No vaya todavía. Quédese
Me miro las imágenes de miles (¡miles!) de exrefugiados sirios, emprendiendo el camino de regreso a casa, ahora que ha caído el régimen de Bashar el Asad. Los hay –y así lo explican los informativos– que valoran si permanecer allí donde llevan años viviendo y donde sus hijos han arraigado o si volver. Pero algunos ya están de camino.
Sin palabras, pienso en la precipitación de todos ellos. ¿Qué garantías tienen, qué seguridad? Sí, se ha caído Bashar al Asad, lo que torturaba a disidentes y oprimía a mujeres. ¿Pero quién puede decirles que se han acabado la tortura y la opresión? ¿Acaso los torturadores del régimen franquista, muerto el dictador, pidieron perdón y dejaron de pegar rojos? No fue así. Lo contaban nuestros abuelos, y reían cuando lo contaban, porque sí, pecaron de ingenuos. Se pensaron que al día siguiente todos los policías que violaban, pegaban y humillaban se habrían convertido en angelitos sopladores.

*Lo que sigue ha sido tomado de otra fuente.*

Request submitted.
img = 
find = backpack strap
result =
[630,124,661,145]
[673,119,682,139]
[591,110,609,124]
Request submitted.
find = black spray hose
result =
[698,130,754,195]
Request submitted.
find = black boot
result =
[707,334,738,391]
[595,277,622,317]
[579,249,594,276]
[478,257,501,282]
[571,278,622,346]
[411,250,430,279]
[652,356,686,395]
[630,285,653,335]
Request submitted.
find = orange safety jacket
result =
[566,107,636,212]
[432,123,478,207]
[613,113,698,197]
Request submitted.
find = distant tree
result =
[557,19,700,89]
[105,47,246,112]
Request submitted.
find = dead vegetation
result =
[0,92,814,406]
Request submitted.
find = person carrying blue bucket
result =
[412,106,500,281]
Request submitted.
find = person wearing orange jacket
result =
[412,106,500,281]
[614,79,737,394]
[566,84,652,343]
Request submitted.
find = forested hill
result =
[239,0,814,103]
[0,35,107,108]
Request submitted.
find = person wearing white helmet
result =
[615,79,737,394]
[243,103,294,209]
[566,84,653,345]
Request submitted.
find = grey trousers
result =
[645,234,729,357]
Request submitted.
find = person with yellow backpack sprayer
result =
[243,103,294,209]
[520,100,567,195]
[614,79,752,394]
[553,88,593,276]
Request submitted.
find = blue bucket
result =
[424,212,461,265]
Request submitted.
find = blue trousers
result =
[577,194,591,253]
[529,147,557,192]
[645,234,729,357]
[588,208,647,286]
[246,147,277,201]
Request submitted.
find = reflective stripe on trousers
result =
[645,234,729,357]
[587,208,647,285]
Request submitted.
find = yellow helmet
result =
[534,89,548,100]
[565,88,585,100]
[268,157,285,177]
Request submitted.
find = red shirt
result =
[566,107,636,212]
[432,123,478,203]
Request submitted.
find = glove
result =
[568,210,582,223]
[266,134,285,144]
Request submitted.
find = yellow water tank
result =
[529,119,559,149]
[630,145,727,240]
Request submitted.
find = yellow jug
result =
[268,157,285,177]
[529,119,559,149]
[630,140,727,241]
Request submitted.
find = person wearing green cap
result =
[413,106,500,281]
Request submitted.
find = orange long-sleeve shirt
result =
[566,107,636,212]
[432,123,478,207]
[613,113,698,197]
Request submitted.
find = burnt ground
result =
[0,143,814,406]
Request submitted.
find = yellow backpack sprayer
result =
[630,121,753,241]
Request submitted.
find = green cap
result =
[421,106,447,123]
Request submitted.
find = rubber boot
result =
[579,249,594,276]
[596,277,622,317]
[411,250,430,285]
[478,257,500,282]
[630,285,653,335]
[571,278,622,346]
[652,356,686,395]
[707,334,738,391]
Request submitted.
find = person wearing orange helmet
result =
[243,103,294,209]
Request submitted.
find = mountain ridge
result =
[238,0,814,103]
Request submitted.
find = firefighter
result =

Me cuesta mucho pensar que toda esta cola de gente emocionada –nadie emigra por placer– piense que llegará y ya no habrá hambre, ni represión, y todo serán flores y violas. Muchos de los supervivientes españoles de los campos de concentración nazis regresaron a su casa. Los esperaban a todos en la frontera. Los mismos compatriotas se los mirarán con recelo ("tú fuiste, yo, no, y ahora vuelves como si nada hubiera pasado?"). ¿Cómo encontrarán las casas? ¿Vacías como cuando las dejaron? De pie, ¿cómo cuando las dejaron? Qué corrua de esperanza inútil, de precipitación, de un dolor que tenemos miedo a anticipar, que anticipamos.